I entered into voluntary bankruptcy in Jan 2020. I live in a rented property in Wales and my bankruptcy was processed in an English court. I own a property in Scotland which had a Bankruptcy Order placed against it immediately upon my bankruptcy being accepted and I stopped paying the mortgage.
In September the OR issued a notice of disclaimer on the property, which was sent to the mortgage lender and Registers Of Scotland. I spoke to the Insolvency Service about this and they advised that the property had been passed to the Crown.

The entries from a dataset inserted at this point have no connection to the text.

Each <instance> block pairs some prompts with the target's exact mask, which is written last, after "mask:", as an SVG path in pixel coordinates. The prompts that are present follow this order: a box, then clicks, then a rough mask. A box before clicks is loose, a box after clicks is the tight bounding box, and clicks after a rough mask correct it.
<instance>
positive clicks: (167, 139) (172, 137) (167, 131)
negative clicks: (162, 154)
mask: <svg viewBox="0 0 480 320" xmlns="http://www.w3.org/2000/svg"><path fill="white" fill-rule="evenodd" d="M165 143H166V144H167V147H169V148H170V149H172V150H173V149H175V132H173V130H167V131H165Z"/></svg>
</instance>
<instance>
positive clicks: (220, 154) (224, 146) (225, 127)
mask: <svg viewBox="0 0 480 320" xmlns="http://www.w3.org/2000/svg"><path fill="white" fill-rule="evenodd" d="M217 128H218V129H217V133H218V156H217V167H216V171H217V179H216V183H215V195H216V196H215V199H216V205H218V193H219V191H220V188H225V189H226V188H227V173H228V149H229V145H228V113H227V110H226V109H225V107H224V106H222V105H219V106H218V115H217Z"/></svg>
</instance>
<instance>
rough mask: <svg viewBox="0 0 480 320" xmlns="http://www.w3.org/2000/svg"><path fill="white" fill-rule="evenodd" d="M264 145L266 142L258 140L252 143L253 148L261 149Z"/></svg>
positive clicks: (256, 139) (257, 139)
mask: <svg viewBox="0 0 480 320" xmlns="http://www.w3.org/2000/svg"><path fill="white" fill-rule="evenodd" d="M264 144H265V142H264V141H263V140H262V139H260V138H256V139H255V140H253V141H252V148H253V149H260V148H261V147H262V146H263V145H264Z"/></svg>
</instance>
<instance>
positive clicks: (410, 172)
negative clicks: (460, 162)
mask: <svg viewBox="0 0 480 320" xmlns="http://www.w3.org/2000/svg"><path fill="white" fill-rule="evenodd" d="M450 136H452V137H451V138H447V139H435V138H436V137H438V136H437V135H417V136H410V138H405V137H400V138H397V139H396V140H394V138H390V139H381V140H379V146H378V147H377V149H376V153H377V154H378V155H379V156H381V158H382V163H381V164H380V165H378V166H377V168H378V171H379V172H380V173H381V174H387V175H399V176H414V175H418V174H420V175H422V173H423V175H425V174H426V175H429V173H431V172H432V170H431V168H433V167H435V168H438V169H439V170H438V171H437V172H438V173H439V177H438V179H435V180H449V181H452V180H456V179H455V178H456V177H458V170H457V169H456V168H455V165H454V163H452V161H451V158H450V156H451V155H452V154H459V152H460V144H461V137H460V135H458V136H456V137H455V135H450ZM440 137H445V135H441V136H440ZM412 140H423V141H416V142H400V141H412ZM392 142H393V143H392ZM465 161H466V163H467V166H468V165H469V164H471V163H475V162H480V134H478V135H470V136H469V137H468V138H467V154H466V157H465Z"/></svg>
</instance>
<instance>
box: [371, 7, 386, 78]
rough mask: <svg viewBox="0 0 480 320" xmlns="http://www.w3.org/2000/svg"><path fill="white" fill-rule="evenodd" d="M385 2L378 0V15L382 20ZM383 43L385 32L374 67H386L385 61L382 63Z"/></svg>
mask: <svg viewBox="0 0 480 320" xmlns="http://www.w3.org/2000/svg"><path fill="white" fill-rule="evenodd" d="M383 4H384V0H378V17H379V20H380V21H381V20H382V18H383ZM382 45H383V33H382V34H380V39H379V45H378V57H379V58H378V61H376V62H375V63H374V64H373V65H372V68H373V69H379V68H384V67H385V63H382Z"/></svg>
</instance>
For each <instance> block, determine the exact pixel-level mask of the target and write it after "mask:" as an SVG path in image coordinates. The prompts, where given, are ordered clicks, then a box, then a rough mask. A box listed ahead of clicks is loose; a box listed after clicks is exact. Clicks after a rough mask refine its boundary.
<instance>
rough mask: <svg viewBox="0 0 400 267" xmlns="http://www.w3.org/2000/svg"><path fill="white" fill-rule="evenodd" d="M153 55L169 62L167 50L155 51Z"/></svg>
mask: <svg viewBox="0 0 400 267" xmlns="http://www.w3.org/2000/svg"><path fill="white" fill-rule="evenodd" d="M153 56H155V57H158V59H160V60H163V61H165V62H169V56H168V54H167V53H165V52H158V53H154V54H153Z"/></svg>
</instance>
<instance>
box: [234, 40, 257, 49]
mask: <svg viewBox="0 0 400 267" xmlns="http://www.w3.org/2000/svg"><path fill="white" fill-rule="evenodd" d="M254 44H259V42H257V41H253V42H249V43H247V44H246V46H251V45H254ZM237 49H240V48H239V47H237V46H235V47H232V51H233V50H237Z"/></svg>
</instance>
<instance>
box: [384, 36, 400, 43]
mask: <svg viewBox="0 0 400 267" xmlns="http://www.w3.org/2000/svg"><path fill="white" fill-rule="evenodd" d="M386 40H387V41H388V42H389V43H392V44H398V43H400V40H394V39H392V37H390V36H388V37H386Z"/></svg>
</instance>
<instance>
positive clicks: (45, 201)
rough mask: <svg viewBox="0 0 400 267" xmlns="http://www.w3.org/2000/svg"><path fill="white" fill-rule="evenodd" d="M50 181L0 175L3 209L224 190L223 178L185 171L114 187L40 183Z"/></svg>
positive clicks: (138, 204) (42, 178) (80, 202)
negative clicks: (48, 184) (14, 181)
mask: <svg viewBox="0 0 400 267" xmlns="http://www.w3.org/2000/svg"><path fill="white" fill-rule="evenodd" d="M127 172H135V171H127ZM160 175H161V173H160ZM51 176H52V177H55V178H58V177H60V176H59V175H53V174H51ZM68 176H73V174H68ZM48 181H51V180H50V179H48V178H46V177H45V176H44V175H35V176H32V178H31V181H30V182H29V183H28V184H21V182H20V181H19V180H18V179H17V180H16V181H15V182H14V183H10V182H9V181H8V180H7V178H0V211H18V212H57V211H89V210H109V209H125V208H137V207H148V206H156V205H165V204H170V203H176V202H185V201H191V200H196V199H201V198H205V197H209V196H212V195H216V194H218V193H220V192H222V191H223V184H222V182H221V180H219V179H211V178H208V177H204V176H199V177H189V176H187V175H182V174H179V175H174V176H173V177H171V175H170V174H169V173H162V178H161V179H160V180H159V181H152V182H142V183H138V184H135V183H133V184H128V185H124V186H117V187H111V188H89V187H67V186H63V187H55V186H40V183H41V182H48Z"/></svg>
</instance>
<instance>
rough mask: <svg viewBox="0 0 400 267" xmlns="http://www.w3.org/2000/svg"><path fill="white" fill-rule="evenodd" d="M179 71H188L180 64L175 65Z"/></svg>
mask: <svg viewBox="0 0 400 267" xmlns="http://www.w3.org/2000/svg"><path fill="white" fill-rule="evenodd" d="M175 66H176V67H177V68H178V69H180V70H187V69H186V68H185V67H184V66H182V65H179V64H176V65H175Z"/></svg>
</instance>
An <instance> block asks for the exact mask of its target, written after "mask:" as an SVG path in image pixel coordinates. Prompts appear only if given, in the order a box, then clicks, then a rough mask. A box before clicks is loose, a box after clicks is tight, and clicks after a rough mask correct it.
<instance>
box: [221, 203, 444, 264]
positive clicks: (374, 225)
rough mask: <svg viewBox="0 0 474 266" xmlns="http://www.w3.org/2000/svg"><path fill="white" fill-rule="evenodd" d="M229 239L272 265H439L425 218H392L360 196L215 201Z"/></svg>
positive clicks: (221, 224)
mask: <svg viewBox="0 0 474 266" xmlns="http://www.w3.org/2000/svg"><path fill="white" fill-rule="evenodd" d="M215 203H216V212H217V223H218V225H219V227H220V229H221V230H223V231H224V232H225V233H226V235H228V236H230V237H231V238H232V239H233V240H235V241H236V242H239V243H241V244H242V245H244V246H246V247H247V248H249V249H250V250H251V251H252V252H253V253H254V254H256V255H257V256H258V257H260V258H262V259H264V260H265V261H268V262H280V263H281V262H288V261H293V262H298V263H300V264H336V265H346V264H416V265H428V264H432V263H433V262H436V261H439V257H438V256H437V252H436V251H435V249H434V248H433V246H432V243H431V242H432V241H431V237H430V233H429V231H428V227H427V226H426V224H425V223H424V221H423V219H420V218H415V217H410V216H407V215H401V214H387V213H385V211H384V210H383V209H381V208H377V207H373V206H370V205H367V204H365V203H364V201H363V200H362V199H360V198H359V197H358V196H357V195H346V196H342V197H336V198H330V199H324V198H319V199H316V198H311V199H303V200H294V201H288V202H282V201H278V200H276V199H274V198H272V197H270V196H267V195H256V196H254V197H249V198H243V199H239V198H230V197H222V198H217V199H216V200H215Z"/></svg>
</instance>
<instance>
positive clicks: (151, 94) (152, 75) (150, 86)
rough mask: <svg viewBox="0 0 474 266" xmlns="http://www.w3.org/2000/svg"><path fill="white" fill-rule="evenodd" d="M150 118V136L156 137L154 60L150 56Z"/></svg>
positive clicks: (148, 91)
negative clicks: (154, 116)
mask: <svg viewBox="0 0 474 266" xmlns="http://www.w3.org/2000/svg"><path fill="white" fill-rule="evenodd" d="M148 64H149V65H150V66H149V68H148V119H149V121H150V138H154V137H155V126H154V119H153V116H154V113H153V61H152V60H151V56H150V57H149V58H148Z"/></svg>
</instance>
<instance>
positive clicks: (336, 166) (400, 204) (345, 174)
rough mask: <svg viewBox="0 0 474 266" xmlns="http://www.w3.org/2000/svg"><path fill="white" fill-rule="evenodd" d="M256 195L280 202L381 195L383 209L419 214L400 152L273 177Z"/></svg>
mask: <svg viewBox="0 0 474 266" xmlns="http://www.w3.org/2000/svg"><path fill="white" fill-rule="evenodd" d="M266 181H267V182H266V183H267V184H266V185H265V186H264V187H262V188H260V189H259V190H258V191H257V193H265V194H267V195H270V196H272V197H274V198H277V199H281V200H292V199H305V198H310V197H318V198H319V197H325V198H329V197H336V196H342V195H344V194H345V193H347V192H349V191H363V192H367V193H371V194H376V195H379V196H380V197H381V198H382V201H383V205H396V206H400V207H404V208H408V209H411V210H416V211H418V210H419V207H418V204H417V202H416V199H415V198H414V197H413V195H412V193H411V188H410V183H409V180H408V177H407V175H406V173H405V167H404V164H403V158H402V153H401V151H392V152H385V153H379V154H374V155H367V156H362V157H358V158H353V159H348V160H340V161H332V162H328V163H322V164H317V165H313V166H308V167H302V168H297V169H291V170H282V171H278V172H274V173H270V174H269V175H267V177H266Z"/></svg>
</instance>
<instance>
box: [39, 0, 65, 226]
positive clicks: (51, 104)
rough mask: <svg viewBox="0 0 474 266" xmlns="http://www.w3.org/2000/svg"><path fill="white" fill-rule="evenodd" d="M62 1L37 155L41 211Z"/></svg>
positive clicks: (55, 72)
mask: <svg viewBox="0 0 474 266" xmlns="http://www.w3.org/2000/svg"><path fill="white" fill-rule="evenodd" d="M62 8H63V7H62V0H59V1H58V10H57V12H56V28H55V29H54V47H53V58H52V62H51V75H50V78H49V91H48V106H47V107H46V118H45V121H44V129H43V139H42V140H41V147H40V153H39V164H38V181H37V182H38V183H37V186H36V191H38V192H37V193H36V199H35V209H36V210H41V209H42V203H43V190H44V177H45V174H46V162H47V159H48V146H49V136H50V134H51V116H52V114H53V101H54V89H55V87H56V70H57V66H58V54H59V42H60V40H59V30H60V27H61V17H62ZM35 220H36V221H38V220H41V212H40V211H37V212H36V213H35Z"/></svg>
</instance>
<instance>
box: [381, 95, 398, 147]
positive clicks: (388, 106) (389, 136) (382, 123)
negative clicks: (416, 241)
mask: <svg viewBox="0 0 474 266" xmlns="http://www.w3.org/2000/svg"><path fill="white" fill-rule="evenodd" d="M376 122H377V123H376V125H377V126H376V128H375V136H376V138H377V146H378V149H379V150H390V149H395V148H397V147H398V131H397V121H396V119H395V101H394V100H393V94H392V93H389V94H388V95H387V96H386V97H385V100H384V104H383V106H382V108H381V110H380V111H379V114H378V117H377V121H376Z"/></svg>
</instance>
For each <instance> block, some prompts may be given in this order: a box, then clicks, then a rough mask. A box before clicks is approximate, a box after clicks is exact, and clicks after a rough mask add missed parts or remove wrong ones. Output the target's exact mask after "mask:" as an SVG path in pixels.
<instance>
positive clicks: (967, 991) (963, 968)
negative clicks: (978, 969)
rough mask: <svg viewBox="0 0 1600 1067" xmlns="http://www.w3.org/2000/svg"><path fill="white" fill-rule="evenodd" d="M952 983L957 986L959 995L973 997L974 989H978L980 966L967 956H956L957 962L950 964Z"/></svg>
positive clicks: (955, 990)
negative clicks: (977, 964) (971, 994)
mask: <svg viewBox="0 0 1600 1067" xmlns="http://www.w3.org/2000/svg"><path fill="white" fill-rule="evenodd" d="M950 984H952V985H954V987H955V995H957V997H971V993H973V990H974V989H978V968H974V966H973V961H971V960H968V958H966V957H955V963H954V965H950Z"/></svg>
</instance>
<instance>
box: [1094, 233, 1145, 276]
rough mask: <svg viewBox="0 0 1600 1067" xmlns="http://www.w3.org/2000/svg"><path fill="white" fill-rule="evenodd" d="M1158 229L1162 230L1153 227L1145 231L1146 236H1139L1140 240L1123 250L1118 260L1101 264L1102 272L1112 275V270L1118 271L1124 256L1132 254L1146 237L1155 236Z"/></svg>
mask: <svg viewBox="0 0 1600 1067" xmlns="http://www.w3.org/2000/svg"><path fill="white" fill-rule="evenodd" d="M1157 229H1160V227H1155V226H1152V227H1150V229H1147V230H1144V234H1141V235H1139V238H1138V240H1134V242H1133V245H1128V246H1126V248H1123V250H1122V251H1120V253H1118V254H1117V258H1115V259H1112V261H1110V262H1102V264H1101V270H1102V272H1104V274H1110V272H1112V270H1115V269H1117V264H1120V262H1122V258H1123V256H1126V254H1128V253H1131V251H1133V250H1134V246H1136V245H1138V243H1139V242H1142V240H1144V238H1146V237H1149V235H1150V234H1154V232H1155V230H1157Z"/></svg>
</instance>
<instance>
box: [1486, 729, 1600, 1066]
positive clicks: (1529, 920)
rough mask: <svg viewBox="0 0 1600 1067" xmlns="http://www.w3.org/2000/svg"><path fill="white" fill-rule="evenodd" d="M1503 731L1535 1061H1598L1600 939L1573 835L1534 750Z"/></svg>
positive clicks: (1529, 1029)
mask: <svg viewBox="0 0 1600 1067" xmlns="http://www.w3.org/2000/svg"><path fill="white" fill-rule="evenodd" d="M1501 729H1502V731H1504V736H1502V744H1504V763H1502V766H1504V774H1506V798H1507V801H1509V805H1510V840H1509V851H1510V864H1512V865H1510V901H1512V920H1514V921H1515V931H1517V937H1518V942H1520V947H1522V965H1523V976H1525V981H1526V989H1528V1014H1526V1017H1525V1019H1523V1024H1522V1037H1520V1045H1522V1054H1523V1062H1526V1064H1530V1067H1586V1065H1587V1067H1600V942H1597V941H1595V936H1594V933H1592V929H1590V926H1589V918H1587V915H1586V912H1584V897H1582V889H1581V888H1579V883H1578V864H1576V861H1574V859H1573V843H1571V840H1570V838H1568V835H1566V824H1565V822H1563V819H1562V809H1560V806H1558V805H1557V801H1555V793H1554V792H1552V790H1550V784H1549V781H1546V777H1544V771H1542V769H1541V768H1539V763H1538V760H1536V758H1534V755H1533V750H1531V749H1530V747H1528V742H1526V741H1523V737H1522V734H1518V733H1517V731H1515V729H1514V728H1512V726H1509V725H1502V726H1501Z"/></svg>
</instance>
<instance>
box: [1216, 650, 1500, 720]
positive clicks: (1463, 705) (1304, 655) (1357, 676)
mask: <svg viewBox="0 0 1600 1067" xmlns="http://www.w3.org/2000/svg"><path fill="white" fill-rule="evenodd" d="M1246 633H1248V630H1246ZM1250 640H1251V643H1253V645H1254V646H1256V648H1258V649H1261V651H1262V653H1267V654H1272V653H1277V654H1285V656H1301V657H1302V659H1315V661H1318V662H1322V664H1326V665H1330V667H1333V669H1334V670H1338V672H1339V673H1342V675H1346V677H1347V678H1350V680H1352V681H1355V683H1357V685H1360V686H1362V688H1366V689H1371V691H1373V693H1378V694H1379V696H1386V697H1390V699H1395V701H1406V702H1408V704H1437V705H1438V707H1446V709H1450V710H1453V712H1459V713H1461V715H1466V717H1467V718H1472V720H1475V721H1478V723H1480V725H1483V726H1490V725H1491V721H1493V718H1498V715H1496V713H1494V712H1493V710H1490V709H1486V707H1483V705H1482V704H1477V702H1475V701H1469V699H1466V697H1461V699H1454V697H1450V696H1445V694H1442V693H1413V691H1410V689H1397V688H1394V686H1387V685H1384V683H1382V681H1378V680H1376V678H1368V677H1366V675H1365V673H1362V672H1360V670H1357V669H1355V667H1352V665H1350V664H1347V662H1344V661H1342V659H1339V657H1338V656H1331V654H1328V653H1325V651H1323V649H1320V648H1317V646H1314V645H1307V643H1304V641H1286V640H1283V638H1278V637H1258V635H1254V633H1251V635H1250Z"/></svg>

Even though this has happened, the mortgage company are still pursuing me for mortgage payments, the property factor is threatening me with court action for unpaid fees, and I’m being sent debt letters for the council tax associated to the property. I just want to be rid of the property and wrap up the debt in my bankruptcy. Is there something that I haven’t considered or something more I should be doing?
Hi Karen
Once you go bankrupt, the mortgage against the property you owned in Scotland became a contingent debt. In a nutshell this means that if the mortgage company repossess the property at any time in the future and there is a shortfall, this is included in your original bankruptcy. However, the official receiver is not able to get involved until this happens. Until a shortfall has been established, the mortgage debt remains secured on the property and is not included in the bankruptcy proceedings.
The mortgage company can pursue you all they wish but ultimately you are protected. You should simply continue to write back to them confirming that you will no longer be making payments towards this debt and that you recommend that they start their repossession proceedings. Other than wait for them to do this there is really nothing else you can do. Ultimately your bankruptcy protects you from any shortfall and additional legal charges the bank say you owe, however long the process takes.
Unfortunately the council tax is a bit more of a problem. Technically until the property is repossessed, it is still yours. If the council issued you a new council tax bill in April 20 (after the date of your bankruptcy) then this is a new debt and you are liable to pay it. Your bankruptcy will not protect you from it. For this reason it is in your interest to get the mortgage company to repossess as soon as possible.
It is possible that the Covid 19 situation is delaying the repossession process. On this front all I can suggest is you contact the bank and ask them to speed up to proceeding.